Bankruptcy and Katrina: No one could have predicted it, Part III

Storm victims may suffer a second time around when the bankruptcy bill takes effect on Oct. 17.

Published September 27, 2005 1:00PM (EDT)

The New York Times says this morning that when Congress passed the bankruptcy bill this spring, "no one had the victims of Hurricane Katrina in mind."

Technically speaking, that's true: When the bankruptcy bill passed in April, Katrina was simply the name set aside for the 11th tropical storm to come out of the Atlantic in 2005, and it's safe to say that nobody paid any more mind to Katrina than to Jose or Tammy or Vince or Wilma.

But as with those planes that were flown into buildings and the levees that didn't hold, someone could have predicted that the bankruptcy bill would have an unhappy effect on victims of natural disasters like Katrina -- and someone, in fact, did. As the bill headed toward passage, Democrats on the House Judiciary Committee noted that "natural disasters" are often a cause of bankruptcy filings. And as the committee deliberated, Rep.

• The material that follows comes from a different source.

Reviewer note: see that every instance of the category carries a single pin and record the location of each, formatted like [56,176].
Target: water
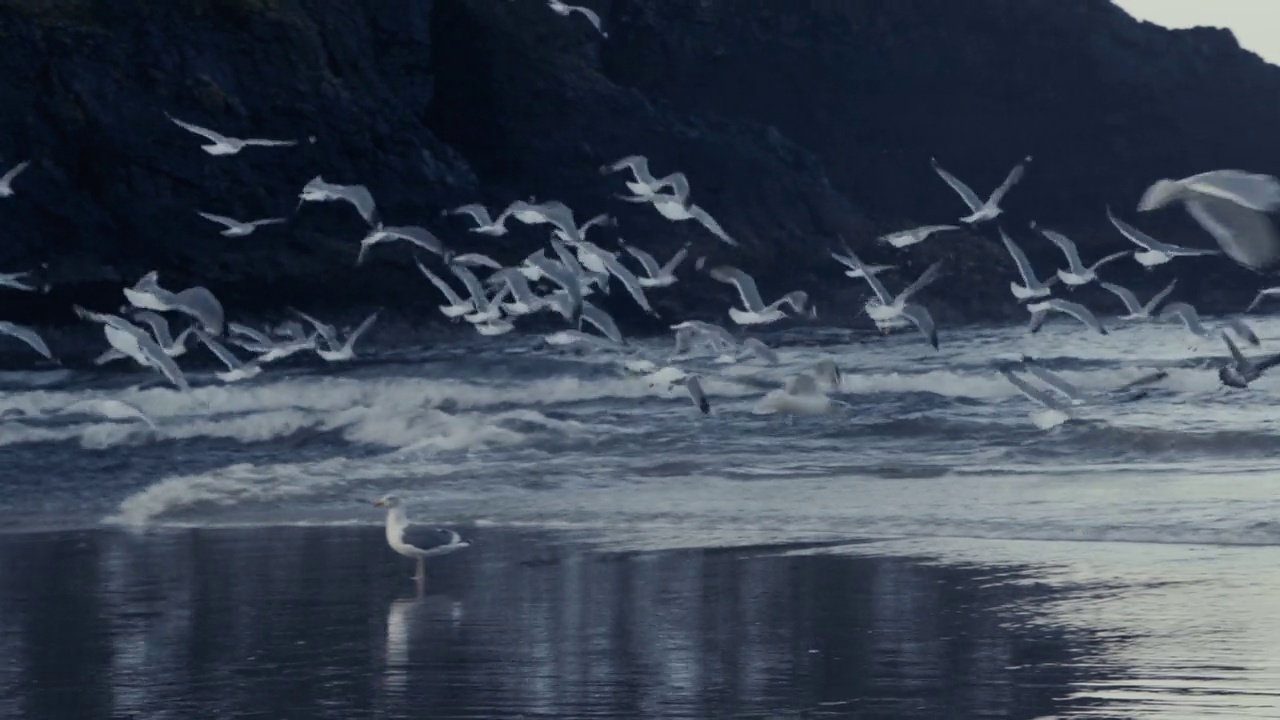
[1148,529]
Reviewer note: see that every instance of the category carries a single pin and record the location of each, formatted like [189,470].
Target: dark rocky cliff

Sheila Jackson Lee specifically warned her colleagues about the need to protect storm victims from the bill's strict new requirements.

"Families that are affected by natural disasters such as a hurricane in Florida or the mudslides in California should not have to apply their scarce relief effort monies to bankruptcy debt," Jackson Lee said then. "The intent in providing federal and state monies to families who are victims of such natural disasters is to relieve the burden that the disaster has caused, not to increase their net worth. Bankruptcy reform should address many specific issues, such as the negligent mismanagement of money, but [to] hurt those who are already suffering from flooding or [a] collapsed roof or house that has gone out to sea is absolutely ridiculous."

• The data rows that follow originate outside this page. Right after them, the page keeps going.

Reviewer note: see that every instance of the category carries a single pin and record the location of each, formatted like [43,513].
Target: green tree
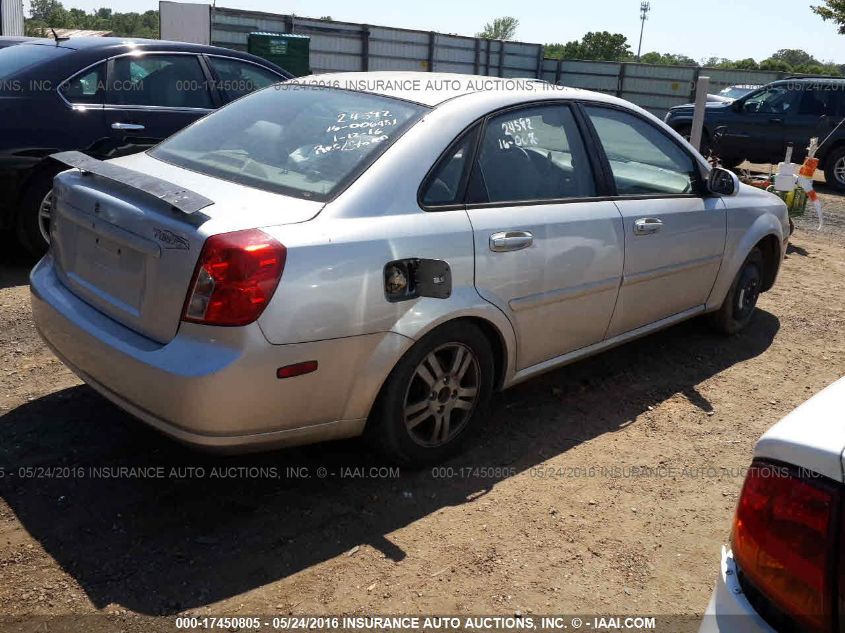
[596,45]
[667,59]
[745,64]
[500,29]
[46,14]
[794,57]
[833,10]
[775,64]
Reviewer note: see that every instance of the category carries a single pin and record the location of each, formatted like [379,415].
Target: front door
[547,255]
[757,131]
[674,233]
[818,111]
[151,97]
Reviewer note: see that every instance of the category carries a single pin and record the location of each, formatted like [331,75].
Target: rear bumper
[216,387]
[729,611]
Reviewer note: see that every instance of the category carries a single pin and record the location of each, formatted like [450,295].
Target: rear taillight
[235,278]
[784,542]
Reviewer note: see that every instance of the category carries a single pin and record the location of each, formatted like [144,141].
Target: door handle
[508,241]
[127,126]
[647,226]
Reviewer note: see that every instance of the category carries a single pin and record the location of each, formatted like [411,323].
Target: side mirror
[722,182]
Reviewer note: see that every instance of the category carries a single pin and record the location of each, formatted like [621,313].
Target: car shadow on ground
[162,545]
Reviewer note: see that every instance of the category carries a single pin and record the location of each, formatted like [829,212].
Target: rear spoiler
[178,197]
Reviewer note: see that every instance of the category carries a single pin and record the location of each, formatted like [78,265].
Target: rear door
[674,232]
[548,254]
[152,96]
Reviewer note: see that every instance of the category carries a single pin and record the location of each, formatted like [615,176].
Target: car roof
[813,79]
[812,436]
[105,43]
[434,89]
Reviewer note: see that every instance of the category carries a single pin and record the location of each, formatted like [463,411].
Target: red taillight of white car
[784,542]
[235,278]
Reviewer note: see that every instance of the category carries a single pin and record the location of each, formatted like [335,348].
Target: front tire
[741,302]
[834,171]
[35,212]
[435,398]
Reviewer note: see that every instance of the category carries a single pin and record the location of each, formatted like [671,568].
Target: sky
[716,28]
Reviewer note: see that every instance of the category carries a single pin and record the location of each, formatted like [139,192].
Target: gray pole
[698,116]
[645,7]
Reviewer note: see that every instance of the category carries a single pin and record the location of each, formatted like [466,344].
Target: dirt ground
[604,487]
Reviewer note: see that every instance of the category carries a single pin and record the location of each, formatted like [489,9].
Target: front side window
[818,101]
[168,81]
[532,154]
[306,141]
[88,87]
[642,159]
[236,78]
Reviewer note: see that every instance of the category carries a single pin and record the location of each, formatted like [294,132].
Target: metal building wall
[348,46]
[11,17]
[655,88]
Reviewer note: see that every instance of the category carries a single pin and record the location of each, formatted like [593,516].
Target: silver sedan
[378,253]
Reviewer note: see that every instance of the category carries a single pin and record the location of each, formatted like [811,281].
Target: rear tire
[741,301]
[834,171]
[435,398]
[32,224]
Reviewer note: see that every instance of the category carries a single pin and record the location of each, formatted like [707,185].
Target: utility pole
[645,7]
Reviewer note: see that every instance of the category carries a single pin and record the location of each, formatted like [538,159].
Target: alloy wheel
[45,213]
[442,395]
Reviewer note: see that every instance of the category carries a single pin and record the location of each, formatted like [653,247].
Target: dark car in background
[759,126]
[107,97]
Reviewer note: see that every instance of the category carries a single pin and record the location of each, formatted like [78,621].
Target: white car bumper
[729,611]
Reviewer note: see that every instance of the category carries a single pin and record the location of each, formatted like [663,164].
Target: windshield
[735,92]
[775,99]
[306,141]
[14,59]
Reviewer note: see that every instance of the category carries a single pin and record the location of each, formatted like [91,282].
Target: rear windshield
[305,141]
[14,59]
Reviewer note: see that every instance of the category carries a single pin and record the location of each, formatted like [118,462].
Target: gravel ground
[544,515]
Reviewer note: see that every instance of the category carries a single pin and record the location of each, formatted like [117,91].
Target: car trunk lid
[131,254]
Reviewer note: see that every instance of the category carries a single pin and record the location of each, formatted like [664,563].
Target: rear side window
[820,100]
[16,59]
[88,87]
[446,183]
[532,154]
[305,141]
[642,159]
[236,78]
[169,81]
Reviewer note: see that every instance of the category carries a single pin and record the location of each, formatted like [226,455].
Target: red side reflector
[783,541]
[297,370]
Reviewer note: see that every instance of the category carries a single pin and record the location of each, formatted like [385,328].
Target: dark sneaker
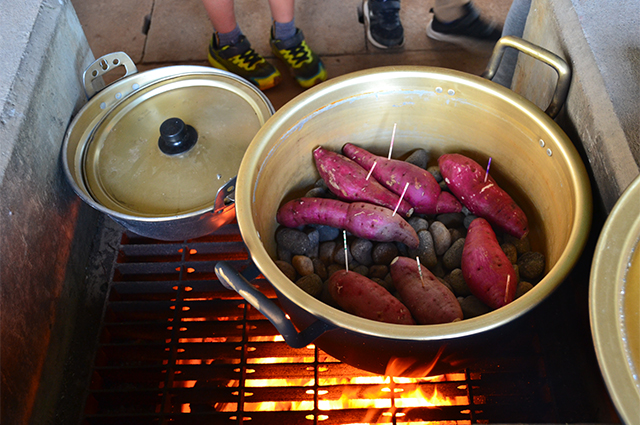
[242,60]
[306,66]
[470,32]
[382,22]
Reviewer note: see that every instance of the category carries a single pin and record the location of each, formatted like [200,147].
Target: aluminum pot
[159,151]
[441,111]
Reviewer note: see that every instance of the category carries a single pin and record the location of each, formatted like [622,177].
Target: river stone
[531,265]
[441,237]
[293,240]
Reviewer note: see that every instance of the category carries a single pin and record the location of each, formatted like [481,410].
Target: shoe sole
[367,26]
[262,83]
[468,43]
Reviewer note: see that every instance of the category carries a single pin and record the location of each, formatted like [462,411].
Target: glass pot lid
[166,149]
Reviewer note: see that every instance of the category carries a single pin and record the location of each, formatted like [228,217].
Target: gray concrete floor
[179,32]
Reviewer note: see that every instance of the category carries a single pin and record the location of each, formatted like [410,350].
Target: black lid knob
[176,137]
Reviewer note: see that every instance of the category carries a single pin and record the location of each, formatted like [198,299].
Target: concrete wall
[45,230]
[601,43]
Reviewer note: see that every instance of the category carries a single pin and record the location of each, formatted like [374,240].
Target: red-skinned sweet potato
[428,300]
[348,181]
[363,297]
[362,219]
[485,267]
[466,179]
[423,192]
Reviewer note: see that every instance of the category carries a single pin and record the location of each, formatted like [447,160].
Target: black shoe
[382,21]
[470,32]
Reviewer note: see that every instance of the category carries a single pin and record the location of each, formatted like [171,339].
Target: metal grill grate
[177,347]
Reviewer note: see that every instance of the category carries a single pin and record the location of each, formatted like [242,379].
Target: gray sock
[284,31]
[232,37]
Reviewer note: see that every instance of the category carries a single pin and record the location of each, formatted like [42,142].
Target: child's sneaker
[382,23]
[470,32]
[306,66]
[242,60]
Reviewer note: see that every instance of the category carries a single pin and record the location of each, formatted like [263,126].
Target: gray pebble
[435,172]
[384,253]
[419,157]
[302,264]
[468,219]
[320,268]
[287,269]
[523,288]
[441,237]
[327,233]
[522,245]
[311,284]
[451,219]
[361,251]
[510,251]
[425,251]
[325,252]
[473,307]
[293,240]
[457,282]
[418,223]
[531,265]
[378,270]
[453,257]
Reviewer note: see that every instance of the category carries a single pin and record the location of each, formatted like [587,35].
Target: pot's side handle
[101,66]
[543,55]
[232,279]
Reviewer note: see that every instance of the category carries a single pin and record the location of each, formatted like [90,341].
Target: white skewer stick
[420,271]
[401,196]
[393,136]
[346,253]
[487,173]
[371,170]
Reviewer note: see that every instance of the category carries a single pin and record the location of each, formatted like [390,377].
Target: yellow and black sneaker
[306,66]
[242,60]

The amendment Jackson Lee was proposing then went down on a voice vote in the Republican-controlled Judiciary Committee, and -- with the help of lots of Democrats in the House and in the Senate -- the bankruptcy bill went on to become law.

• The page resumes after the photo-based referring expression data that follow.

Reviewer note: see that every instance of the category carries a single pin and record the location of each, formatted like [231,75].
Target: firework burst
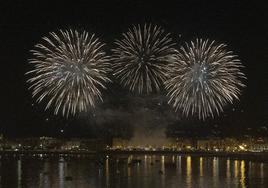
[203,79]
[141,56]
[70,69]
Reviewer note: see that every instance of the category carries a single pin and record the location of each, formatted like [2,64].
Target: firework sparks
[70,69]
[203,79]
[141,56]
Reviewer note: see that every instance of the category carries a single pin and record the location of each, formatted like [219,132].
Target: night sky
[242,26]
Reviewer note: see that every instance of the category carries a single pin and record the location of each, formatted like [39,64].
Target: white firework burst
[141,56]
[70,69]
[204,78]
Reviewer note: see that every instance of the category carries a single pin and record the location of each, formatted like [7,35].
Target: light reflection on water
[132,171]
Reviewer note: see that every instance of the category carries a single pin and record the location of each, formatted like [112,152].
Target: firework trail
[70,69]
[203,79]
[141,56]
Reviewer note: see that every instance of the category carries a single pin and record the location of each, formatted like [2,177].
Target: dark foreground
[131,170]
[248,156]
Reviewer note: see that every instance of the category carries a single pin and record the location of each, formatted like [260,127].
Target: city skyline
[239,25]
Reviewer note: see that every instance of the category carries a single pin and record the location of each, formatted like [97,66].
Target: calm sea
[131,171]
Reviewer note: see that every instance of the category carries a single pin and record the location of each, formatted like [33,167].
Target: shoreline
[249,156]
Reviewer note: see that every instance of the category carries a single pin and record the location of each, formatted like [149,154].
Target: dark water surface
[131,171]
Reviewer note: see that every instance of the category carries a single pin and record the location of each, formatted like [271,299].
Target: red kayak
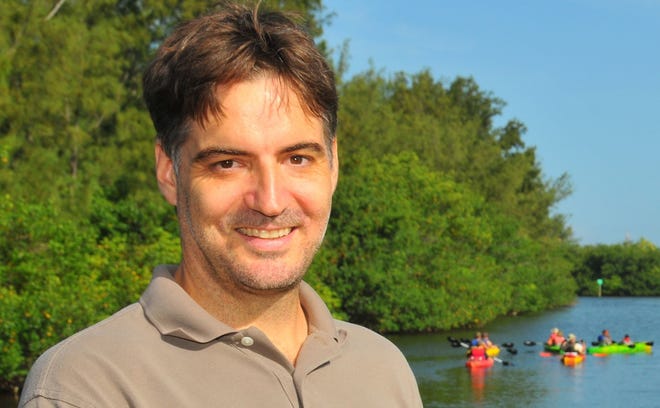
[572,358]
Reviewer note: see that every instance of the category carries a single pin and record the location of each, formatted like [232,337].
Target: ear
[335,164]
[165,175]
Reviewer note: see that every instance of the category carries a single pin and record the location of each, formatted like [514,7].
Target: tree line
[440,220]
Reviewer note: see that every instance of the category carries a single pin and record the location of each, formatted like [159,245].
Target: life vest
[478,353]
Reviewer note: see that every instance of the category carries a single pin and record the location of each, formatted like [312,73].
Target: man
[245,110]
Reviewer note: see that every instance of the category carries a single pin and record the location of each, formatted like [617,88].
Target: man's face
[254,189]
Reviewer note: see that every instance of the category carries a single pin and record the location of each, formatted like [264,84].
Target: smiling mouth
[265,234]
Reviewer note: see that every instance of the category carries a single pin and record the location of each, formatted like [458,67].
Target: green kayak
[639,347]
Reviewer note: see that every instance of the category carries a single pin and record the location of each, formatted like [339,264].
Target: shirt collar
[174,313]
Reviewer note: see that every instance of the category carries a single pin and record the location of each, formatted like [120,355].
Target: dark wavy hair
[232,44]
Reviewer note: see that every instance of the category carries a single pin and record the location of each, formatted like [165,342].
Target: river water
[531,380]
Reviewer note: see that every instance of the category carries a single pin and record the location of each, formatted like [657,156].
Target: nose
[269,191]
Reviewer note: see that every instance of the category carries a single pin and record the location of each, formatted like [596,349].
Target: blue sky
[582,75]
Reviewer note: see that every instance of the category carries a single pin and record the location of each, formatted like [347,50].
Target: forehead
[263,109]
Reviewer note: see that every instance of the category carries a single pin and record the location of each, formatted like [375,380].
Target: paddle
[467,346]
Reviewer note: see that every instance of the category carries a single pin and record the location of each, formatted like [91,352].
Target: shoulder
[366,342]
[70,369]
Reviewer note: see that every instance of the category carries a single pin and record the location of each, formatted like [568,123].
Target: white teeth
[266,234]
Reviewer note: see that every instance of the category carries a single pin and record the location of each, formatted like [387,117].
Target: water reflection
[537,381]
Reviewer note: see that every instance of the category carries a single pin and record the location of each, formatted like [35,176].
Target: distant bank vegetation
[440,220]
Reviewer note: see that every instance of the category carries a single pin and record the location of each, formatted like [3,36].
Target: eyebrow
[205,154]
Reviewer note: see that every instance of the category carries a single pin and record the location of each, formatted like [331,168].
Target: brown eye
[298,159]
[225,164]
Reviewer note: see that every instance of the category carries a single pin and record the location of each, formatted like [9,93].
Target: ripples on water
[534,381]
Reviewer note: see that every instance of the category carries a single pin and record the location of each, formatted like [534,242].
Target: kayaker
[604,339]
[553,336]
[486,340]
[478,351]
[571,345]
[477,338]
[559,339]
[627,341]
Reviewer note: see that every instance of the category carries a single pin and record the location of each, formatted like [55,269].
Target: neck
[278,314]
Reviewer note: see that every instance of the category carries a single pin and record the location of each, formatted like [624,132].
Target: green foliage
[59,275]
[627,269]
[440,219]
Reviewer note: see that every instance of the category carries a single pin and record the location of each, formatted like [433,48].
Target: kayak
[552,349]
[639,347]
[493,351]
[572,358]
[479,362]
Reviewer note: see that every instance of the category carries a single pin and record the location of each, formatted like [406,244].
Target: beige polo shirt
[166,351]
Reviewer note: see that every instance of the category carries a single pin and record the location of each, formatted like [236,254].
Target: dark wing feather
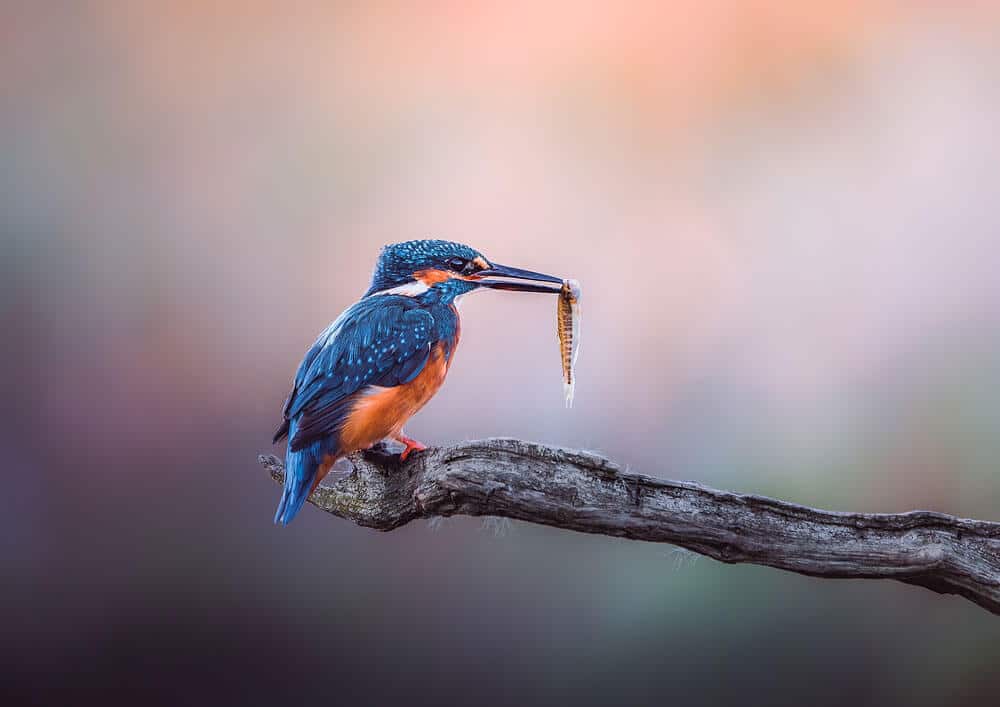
[383,340]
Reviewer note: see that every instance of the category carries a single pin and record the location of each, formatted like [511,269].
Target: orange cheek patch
[432,277]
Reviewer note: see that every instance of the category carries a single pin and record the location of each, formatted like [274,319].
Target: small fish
[568,328]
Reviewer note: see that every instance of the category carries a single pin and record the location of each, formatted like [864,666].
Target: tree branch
[587,493]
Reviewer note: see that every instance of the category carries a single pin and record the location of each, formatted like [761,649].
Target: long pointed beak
[516,280]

As the Times says, the bill may now cause serious problems for people displaced by Katrina and Rita. The bill increases the amount of paperwork required to file for bankruptcy -- paperwork many residents of the Gulf Coast may have lost in the storms. It imposes a means test that requires people who earned a high income in the six months before declaring bankruptcy to stay in bankruptcy longer -- despite the fact that the storms may have caused a sudden shift in a filer's income-earning capacity. And it requires people who file bankruptcy to undergo credit counseling -- even if no amount of financial planning could have prevented the catastrophic effects a hurricane can have.

In theory, storm victims could rush to file bankruptcy before the bill takes effect on Oct. 17, but a lot of people won't know whether they need to file by then. And even if they do, bankruptcy law generally requires you to file in the federal district in which you've lived for the previous six months. As the Times notes, a lot of people who spent most of the past six months -- or indeed, most of their lives -- in New Orleans don't live there now and don't have much of a way of getting there anymore.

What to do? Some members of Congress from both sides of the aisle have suggested emergency legislation that would protect storm victims from the bill's requirements. House Republicans are having none of it. House Judiciary Committee Chairman James Sensenbrenner told the Associated Press that lawmakers who lost the fight over the bankruptcy bill in the spring should just "get over it" now.

The White House has shown little interest in revisiting the bill either. Todd Zywicki, whom the Times identifies as a professor at George Mason University without mentioning that he was, until recently, a George W. Bush appointee at the Federal Trade Commission, says the bankruptcy bill, as written, is "perfectly suited to deal with circumstances such as this."


By Tim Grieve

Tim Grieve is a senior writer and the author of Salon's War Room blog.